Dave Beckett dave.beckett at bristol.ac.uk
Thu Feb 13 14:34:01 GMT 2003


>>>Danny Ayers said:
> Hi Dave,
> 
> Looking good!
> 
> When you have a spare minute(!), I for one would appreciate some expansion
> on your description of contexts - ...

I've been trying for a simple summary; I'll try again.

Redland with contexts (index-contexts='yes' option to store) enabled
allows you to add the following to a graph (redland model):

  [Triple, Context Node]

Now any time you do any query of the graph, you can get back the
result and the Context Node.  You can also list all the triples with
a given Context Node, and remove all such triples from the Graph.
A Context Node is just a regular redland Node.

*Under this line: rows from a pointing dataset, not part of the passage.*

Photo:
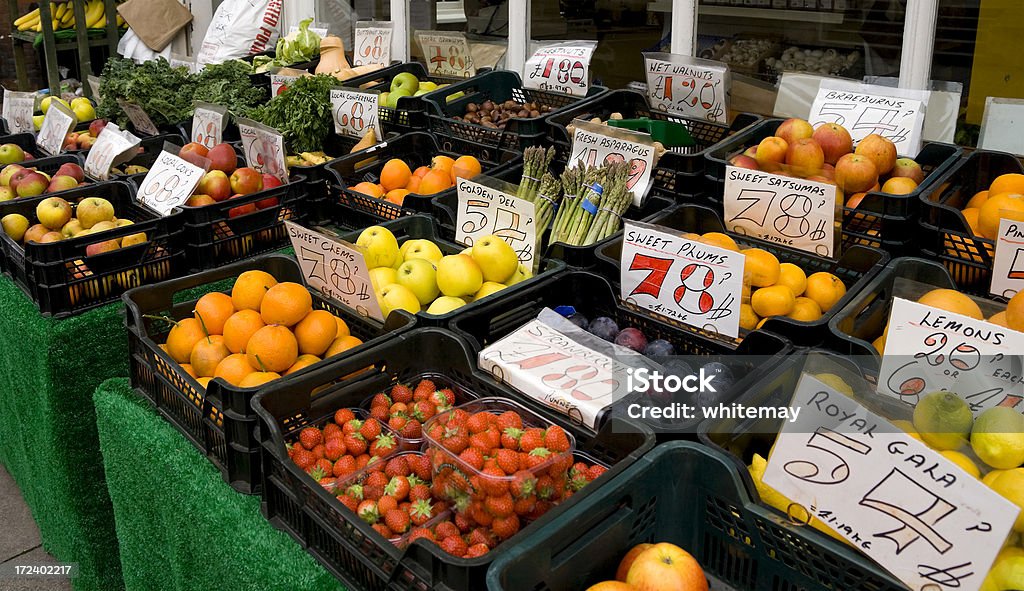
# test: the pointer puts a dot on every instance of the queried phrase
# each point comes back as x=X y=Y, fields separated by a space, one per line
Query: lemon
x=963 y=461
x=998 y=437
x=943 y=419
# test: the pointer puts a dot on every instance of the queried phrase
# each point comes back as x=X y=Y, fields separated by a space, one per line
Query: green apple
x=444 y=304
x=497 y=259
x=420 y=277
x=14 y=225
x=379 y=246
x=394 y=296
x=458 y=275
x=421 y=249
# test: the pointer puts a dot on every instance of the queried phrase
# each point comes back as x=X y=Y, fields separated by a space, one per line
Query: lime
x=943 y=419
x=998 y=437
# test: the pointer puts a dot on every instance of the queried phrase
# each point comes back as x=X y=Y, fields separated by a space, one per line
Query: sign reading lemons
x=907 y=507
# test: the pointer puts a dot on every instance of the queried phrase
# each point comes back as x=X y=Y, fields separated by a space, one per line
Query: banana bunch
x=62 y=16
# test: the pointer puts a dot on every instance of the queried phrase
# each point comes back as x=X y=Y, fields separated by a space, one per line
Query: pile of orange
x=397 y=179
x=263 y=330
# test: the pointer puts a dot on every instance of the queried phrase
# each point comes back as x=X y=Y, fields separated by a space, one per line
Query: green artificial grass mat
x=180 y=526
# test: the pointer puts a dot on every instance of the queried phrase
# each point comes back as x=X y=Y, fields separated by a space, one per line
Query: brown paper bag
x=156 y=22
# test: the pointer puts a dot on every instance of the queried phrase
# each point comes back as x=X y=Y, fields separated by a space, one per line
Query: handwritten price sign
x=695 y=284
x=446 y=53
x=373 y=43
x=690 y=86
x=594 y=143
x=929 y=349
x=562 y=68
x=908 y=508
x=169 y=183
x=354 y=112
x=335 y=267
x=781 y=209
x=17 y=110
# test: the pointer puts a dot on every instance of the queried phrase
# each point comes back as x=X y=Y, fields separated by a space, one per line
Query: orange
x=272 y=348
x=395 y=174
x=761 y=267
x=1013 y=182
x=371 y=188
x=825 y=289
x=342 y=344
x=951 y=301
x=213 y=310
x=315 y=332
x=998 y=206
x=183 y=336
x=240 y=328
x=233 y=369
x=249 y=289
x=465 y=167
x=434 y=181
x=286 y=303
x=301 y=363
x=207 y=353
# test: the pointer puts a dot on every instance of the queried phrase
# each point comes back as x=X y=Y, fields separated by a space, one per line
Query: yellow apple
x=497 y=259
x=420 y=277
x=380 y=247
x=394 y=296
x=444 y=304
x=458 y=275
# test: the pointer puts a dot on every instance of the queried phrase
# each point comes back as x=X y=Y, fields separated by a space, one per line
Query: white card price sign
x=354 y=112
x=1008 y=269
x=446 y=53
x=56 y=125
x=484 y=210
x=914 y=512
x=169 y=183
x=594 y=144
x=690 y=86
x=898 y=119
x=373 y=43
x=113 y=146
x=781 y=209
x=560 y=68
x=696 y=284
x=929 y=349
x=335 y=267
x=17 y=110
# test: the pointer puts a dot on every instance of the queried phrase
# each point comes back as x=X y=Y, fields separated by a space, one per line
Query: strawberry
x=421 y=512
x=310 y=437
x=401 y=393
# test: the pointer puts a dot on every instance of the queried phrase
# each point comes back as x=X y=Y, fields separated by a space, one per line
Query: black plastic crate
x=881 y=220
x=691 y=496
x=219 y=420
x=680 y=170
x=856 y=266
x=594 y=296
x=498 y=86
x=62 y=280
x=339 y=540
x=947 y=238
x=410 y=112
x=416 y=148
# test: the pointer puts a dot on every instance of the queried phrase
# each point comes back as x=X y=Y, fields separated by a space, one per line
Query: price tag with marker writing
x=690 y=86
x=911 y=510
x=170 y=182
x=354 y=112
x=696 y=284
x=446 y=53
x=783 y=210
x=373 y=42
x=335 y=267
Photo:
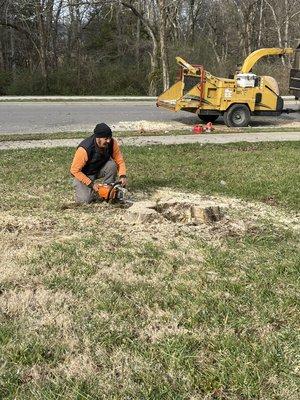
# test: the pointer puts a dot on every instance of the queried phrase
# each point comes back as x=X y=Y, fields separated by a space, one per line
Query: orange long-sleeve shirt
x=81 y=158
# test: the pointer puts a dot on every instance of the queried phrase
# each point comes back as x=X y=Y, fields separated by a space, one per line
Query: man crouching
x=98 y=156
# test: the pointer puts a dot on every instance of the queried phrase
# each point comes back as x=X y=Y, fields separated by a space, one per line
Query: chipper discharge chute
x=236 y=99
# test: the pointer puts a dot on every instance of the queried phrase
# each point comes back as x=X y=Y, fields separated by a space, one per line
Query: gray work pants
x=84 y=194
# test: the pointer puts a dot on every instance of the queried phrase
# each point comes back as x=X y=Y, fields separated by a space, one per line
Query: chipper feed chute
x=189 y=87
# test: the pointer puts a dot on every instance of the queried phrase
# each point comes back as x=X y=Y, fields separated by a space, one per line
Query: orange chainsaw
x=113 y=193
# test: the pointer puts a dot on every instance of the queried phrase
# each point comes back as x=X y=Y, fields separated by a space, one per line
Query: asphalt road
x=43 y=117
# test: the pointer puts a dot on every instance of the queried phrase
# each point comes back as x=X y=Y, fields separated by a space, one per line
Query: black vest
x=96 y=158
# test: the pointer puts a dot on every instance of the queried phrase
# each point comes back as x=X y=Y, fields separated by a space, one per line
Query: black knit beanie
x=102 y=130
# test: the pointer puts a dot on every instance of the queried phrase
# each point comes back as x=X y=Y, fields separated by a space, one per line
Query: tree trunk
x=163 y=45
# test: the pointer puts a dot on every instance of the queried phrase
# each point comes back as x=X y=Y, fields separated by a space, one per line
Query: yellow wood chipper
x=236 y=99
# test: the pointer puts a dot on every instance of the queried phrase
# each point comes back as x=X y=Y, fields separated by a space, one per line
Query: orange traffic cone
x=198 y=128
x=209 y=127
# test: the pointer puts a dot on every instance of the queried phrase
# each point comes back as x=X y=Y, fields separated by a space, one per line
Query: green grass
x=95 y=308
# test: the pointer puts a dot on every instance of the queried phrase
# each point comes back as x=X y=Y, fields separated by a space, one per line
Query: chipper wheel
x=208 y=118
x=237 y=115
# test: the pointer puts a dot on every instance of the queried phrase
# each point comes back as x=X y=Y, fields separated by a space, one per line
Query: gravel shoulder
x=163 y=140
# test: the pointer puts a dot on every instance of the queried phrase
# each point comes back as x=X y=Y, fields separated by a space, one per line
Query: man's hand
x=123 y=181
x=96 y=187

So some possible uses that I've thought of

Merging graphs.

  Give each separate graph a different context node
  and add them to the model like this:
    [Triple from G1, Context Node 1]
    [Triple from G1, Context Node 1]
       ...
    [Triple from G2, Context Node 2]
    [Triple from G2, Context Node 2]
       ...

 Then in queries, you can find overlaps.  You can also de-merge
 perfectly (and very efficiently)

  
Provenance

  Give each triple or set of triples you care about a different
  context node (it could for example be the URI of where you got it,
  but that might conflat location and identity).  You can then add
  extra triples to the graph that describe the provenance like:

    <Context Node> <whereIgotIt> <something>
    <Context Node> <whenIgotIt>      <...>
    <Context Node> <digitalSignature> <...>
         ...

  Then when you get back a triple you can navigate to the context
  node and query, add triples.


" how it relates to the M&T" ?

Don't know what you mean.  This redland contexts idea is outside the
RDF abstract syntax/model theory.

> .. and perhaps how
> the same functionality might be added to other APIs (Jena ;-) etc.

Some of this might already be in the relational stores of Jena
etc. but not exposed.  I expect Jena2 might have something to help
with that.  Jena always tied statements & nodes to a particular
model, which isn't what Redland does. 

The abstraction in Redland
that does the tieing is the query, represented by the Stream and
Iterator classes for triples and nodes respectively.


> (btw, I just got a new machine onto which I've put Debian, so am hoping to
> have a proper play with Redland in the near future - I just couldn't face it
> in this Windows environment, despite Cygwin)

Sometime I'll fight the debian packaging but RPMs are so much easier.